2. On 7/7/15-7/8/15 Pt #1's clinical record was reviewed. Pt #1 was admitted to the ED on 5/23/15 at 12:30 AM with complaints of "My brain is shrinking." and diagnosed with Paranoia, Depressive Disorder, Anxiety, Delusional Disorder and Psychosis. The ED mental exam dated 5/23/15 noted Pt #1 was hyper-talkative-nonsensical, agitated, uncooperative and hostile with staff. Pt #1 was given Lorazepam 2 milligrams (sedative) and Haloperidol 10 milligrams (anti psychotic) by E#7 via injection per MD#2's order. The clinical record lacked an order for forced medications or physical hold.
3. During an interview conducted with Registered Nurse (E#7) on 7/8/15 at approximately 2:00 PM, E#7 stated "I remember Pt #1. Pt #1 came in complaining of a shrinking brain and wanted test done. Pt #1 was anxious, paranoid and labile. A petition and certificate for involuntary admission was completed. Pt #1 became agitated and threatening to staff, so MD #2 ordered a shot of medication. Pt #1 refused to take it even after I tried to convince Pt. #1 to take it. Security guards did a physical hold and I gave the shot. I don't remember if any documentation was filled out on that. I documented the shot given."
4. During an interview conducted with Director of Emergency Services (E#4) on 7/8/15 at approximately 2:45 PM, E#4 stated "If the patient is here on a petition and certificate and we didn't feel the forced medications and physical hold were a restraint. We don't do any documentation for the physical hold other then medication which was given."
5. During an interview conducted with Coordinator of Quality Management (E#8) on 7/8/15 at approximately 8:15 AM, E#8 stated "There is no adverse report or documentation that Pt. #1 was given forced medication in the ED or had a physical hold or eloped. A physical hold and forced medications are restraints.
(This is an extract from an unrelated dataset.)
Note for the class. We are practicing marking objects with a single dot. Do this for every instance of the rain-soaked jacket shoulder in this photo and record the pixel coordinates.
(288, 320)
An adverse report and nursing documentation should have been completed for the physical hold and elopement."
Tag No.: A0165
Based on record review and interview, it was determined for 1 of 1 (Pt #1) behavioral health (BH) patient who required a physical hold/forced medication in the Emergency Department (ED), the Hospital failed to ensure alternative interventions and least restrictive interventions were used prior to performing a physical hold.
Findings include:
1. On 7/7/15-7/8/15 Pt #1's clinical record was reviewed. Pt #1 was admitted to the ED on 5/23/15 at 12:30 AM with complaints of "My brain is shrinking." and diagnosed with Paranoia, Depressive Disorder, Anxiety, Delusional Disorder and Psychosis. The ED mental exam dated 5/23/15 noted Pt #1 was hyper-talkative-nonsensical, agitated, uncooperative and hostile with staff. Pt #1 was given Lorazepam 2 milligrams (sedative) and Haloperidol 10 milligrams (anti psychotic) by E#7 via injection per MD#2's order. The clinical record lacked documentation alternative interventions and least restrictive interventions were used prior to performing a physical hold.
2. During an interview conducted with Registered Nurse (E#7) on 7/8/15 at approximately 2:00 PM, E#7 stated "Pt #1 refused to take it even after I tried to convince Pt #1 to take it. Security guards did a physical hold and I gave the shot. I don't remember if any documentation was filled out on that. I documented the shot given." E#7 verbally agreed the only interventions offered prior to administration of the injections was verbal.
Tag No.: A0167
Based on document review and staff interview, it was determined for 1 of 1 (Pt #1) behavioral health (BH) patient who required a physical hold/forced medication in the Emergency Department (ED), the Hospital failed to ensure the restraint and seclusion process was in accordance with policy.
Findings include:
1. On 7/9/15 at 8:00 AM the policy titled "Restraint and Seclusion" (reviewed 11/14) was reviewed. The policy required "Restraint is any manual method, physical or mechanical device, material, or equipment that immobilizes or reduces the ability of a patient to move his or her arms, legs, body, or head freely... Behavioral Health Restraint and Seclusion: 1. Requirements for all Settings. A. Initiation of restraints or seclusion: A registered nurse may initiate a restraint or seclusion in advance of the physicians' orders. i. As soon as possible but no longer than one hour after the initiation of the restraint or seclusion.... and obtain a physicians order. B. One hour face to face assessment: the licensed practitioner or an appropriately trained registered nurse... type and location of restraining device shall be documented... rationale of restraint."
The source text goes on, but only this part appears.